As is common with the lower end of Microsoft products, the selling point is that they make it very easy to do what they think you want to do. The ability of VB to knock out an interactive form with near-zero knowledge of programming has encouraged a lot of colleges to sell people the idea that a ten-week course of dragging and dropping text box objects is programming whilst a lot of cheap or ignorant employers have taken the graduates at their word and plunged them in over their heads.

VB is a poor language in many ways and not, imo, suited to a large or sophisticated project. But you can find good VB programmers (was one). It's just that it encourages bad ones.

Oh, the summary is also wrong. C# hasn't started springing leaks. The programmers missed a reference to objects that they were creating and the garbage collection therefore never triggered to unallocate the memory. I don't doubt it's not easy to automate a vehicle to drive any even 9 miles, but this could have been detected with more thorough debugging. At any rate, the article submitter and overseeing editor should be ashamed of twisting this into an anti-Microsoft jab. I'm a Linux programmer. I can tell you that Linux can compete happily without sinking to the level of lies and misinformation.

Reference counting

[Megane]

I just read TFA and it doesn't give any details. My guess? I just checked, and C# apparently uses reference-count garbage collection. That means that an object will stay around until there are zero references to it. The best way to create an object that will never go away is to create a circular linked list, then delete the reference to the list. All the items refer to each other, but there is nothing else that references them. But any complicated data structure that can have circular references will leak memory.

A mark-sweep garbage collector will catch this, but at the cost of interrupting the program temporarily to do GC. This isn't exactly friendly to real-time applications.

So basically this looks like a classic noob blunder. Just because there is "automatic" garbage collection doesn't mean that you can turn your brain off.

Re:Well, there's your problem!

[_merlin]

I'm guessing you wanted me to laugh, but in a highly parallel system, going through the code line by line is often the most effective way of finding a problem. When you catch the bug on a running system, you can see the state it's got itself into. But to figure out how it could have got there, you need to read and analyse the code. People are often far too eager to jump into the debugger when critically analysing the code is often a better solution.

It obviously doesn't work in situations like this where the bug is in the runtime and not the application.

Re:only 10KLOC?

[dkf]

What surprises me most is the small size of their software, only 10 thousands lines of source code (I think that the average car processor already have these for today's cars -ignition & braking systems-).

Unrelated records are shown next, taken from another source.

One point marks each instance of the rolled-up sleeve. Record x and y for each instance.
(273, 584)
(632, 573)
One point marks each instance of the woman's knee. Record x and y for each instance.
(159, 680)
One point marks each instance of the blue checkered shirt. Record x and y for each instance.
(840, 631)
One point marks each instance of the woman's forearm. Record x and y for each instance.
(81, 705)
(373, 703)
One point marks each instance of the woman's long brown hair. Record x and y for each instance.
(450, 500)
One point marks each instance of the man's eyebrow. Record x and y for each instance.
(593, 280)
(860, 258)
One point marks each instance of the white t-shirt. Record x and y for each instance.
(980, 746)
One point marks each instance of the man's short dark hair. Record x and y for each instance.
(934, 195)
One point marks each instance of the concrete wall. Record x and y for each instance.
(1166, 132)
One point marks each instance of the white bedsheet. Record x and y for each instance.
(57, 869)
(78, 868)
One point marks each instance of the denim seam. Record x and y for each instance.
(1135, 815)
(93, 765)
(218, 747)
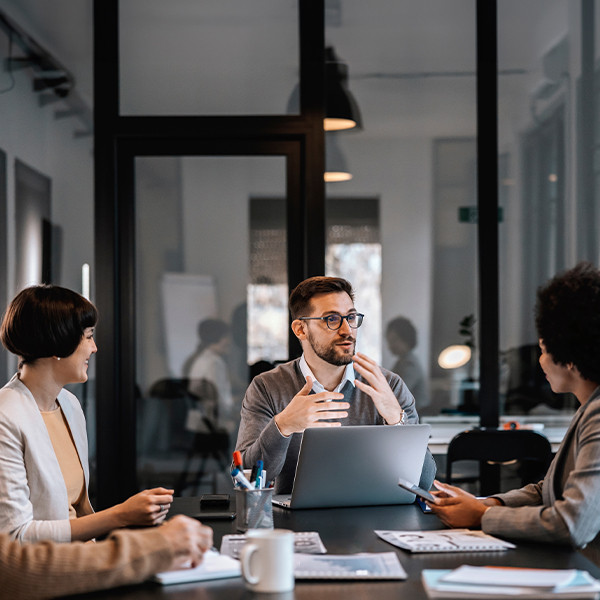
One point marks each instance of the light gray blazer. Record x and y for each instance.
(33, 495)
(563, 508)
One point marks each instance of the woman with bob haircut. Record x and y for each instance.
(44, 473)
(563, 507)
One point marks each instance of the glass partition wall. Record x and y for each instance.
(546, 156)
(409, 252)
(211, 304)
(211, 234)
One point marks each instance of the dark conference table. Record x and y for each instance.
(347, 531)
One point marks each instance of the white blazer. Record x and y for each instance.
(33, 495)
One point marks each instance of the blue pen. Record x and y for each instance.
(240, 478)
(259, 471)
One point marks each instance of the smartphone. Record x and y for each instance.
(215, 515)
(214, 502)
(415, 489)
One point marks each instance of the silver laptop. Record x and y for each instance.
(356, 466)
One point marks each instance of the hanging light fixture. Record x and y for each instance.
(341, 109)
(335, 162)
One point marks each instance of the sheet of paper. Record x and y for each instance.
(538, 578)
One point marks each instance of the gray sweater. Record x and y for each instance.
(270, 392)
(563, 507)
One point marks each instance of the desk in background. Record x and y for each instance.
(347, 531)
(445, 427)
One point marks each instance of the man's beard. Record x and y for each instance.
(330, 353)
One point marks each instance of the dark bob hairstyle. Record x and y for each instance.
(44, 321)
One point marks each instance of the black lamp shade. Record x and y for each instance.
(341, 109)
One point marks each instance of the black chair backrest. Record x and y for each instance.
(492, 447)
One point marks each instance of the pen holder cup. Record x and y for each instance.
(254, 509)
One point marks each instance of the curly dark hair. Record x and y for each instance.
(302, 294)
(567, 317)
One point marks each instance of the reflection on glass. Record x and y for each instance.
(215, 57)
(197, 291)
(545, 216)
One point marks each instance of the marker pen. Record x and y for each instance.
(240, 478)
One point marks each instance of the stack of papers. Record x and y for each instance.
(508, 582)
(444, 540)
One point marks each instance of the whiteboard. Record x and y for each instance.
(186, 300)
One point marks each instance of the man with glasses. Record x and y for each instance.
(328, 386)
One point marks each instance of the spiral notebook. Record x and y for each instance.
(213, 566)
(444, 540)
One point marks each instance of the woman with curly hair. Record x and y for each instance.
(563, 507)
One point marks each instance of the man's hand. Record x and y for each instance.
(188, 539)
(377, 388)
(457, 508)
(310, 410)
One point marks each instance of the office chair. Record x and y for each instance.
(496, 447)
(210, 441)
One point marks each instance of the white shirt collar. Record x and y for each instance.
(317, 387)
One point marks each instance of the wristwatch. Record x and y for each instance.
(402, 420)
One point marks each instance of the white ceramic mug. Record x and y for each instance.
(268, 560)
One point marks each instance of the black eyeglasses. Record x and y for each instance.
(334, 322)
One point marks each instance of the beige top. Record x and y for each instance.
(68, 459)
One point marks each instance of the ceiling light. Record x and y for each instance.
(335, 162)
(341, 109)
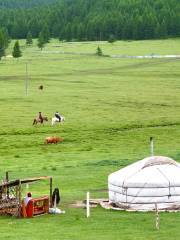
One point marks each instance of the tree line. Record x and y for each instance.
(92, 19)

Given a team of a dozen programmers working for a year, I was expecting at least 50KLOC, or maybe 200KLOC (for example, the GCC compiler is 3MLOC, and the linux kernel has comparable size.)

Ah, but that 10kLOC needs to be the right 10k, and not all lines of code are the same (incrementing a variable is quite a bit simpler than calling a complex method). Plus you also don't know how many lines of code they threw away.

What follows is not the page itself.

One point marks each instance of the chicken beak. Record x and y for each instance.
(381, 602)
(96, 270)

Re:I'll show you mine if you..

[WhatAmIDoingHere]

Slashdot is a blog not a news source. I wish more people would realize that.

Re:I'll show you mine if you..

[bhima]

Fuck. You are so right. This article is just some advertisement for some obscure profiler.

However I take exception to your use of the world "Editor". Slashdot does not have Editors. They have guys who accept submissions.
They don't read The Fucking Articles, They don't check links, The don't edit submissions...

Re:Reference counting

[noidentity]

I just checked, and C# apparently uses reference-count garbage collection.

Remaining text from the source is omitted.